Quería huir y me acercaba paso a paso, contradiciéndome a mí misma, pero sin dejar que eso me parase. Era como querer pasar la mano por el fuego y no querer quemarte. Como querer amar y no terminar lastimado.

¿Qué es Freneza? ¿Quién es verdaderamente Cheyn Avalor? ¿Cómo conocía mi tatuaje? ¿Me conocerá de antes? ¿Pero de qué? Había tantas preguntas y el no saber las respuestas me enervaban. No llevaba bien estar al desconcierto de todo lo de mi alrededor.

Odiaba no tener las cosas planeadas con precisión. Odiaba no ser la víctima del juego de una persona. Porque eso podía terminar mal. Sobre todo cuando eso podría dejar muchas trabas y agujeros en mi historia.

Me fijé en la hora del reloj con dígitos anaranjados y pegué un salto.

— ¡Me cago en todo! —salté en un farfullo.
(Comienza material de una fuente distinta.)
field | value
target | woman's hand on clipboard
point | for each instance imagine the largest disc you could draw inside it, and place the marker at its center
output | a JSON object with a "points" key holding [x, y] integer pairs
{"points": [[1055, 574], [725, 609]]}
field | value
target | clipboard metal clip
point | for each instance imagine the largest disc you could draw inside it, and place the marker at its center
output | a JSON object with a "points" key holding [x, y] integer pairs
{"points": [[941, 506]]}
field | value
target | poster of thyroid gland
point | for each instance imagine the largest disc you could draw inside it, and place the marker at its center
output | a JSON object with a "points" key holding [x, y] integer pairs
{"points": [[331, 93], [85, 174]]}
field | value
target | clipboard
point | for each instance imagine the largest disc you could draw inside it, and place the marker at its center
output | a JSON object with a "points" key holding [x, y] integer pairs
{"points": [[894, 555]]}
Este marcaba las doce y media y mi turno había empezado hacía al menos treinta minutos.

Fui a tomar el uniforme... Mierda, ¿y la bolsa? Joder...
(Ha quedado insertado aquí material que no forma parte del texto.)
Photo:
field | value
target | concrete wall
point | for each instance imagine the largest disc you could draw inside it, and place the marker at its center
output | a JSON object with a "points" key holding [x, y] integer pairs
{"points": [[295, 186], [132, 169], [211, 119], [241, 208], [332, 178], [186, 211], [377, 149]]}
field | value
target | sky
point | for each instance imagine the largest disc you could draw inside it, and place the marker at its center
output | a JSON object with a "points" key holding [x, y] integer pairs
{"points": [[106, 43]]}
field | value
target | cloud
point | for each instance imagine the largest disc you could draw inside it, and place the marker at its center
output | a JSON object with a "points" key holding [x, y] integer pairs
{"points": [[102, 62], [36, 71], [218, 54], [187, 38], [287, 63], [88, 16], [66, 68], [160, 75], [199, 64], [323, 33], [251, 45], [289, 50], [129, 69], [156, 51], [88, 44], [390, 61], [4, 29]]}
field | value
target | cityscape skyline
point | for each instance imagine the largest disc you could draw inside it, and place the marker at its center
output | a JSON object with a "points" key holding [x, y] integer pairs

La ropa del día anterior olía a completo choto y justo cuando me dirigí al baño, que se conectaba a través de un pequeño pasillo junto a la habitación, me miré en el espejo y me olisqueé la camiseta. Me observé en el espejo, que reflejaba mi rostro para anda despampanante. Mi cabello, que me llegaba un poco por debajo de mis hombros, estaba hecho un desorden. Mis ojos contrataban con las ojeras de sueño.

¿Acaso llegué a dormir?

Dios, qué horror. Cuando me lavé las axilas con agua y jabón, de mis más caseros remedios ante una urgencia como aquella, fui a por mi teléfono móvil.

Mierda, ¿dónde demonios estaba esa puñetera bolsa con todas mis cosas? Y, ¿por qué tengo la manía de tener una sola bolsa con todas mis cosas más esenciales?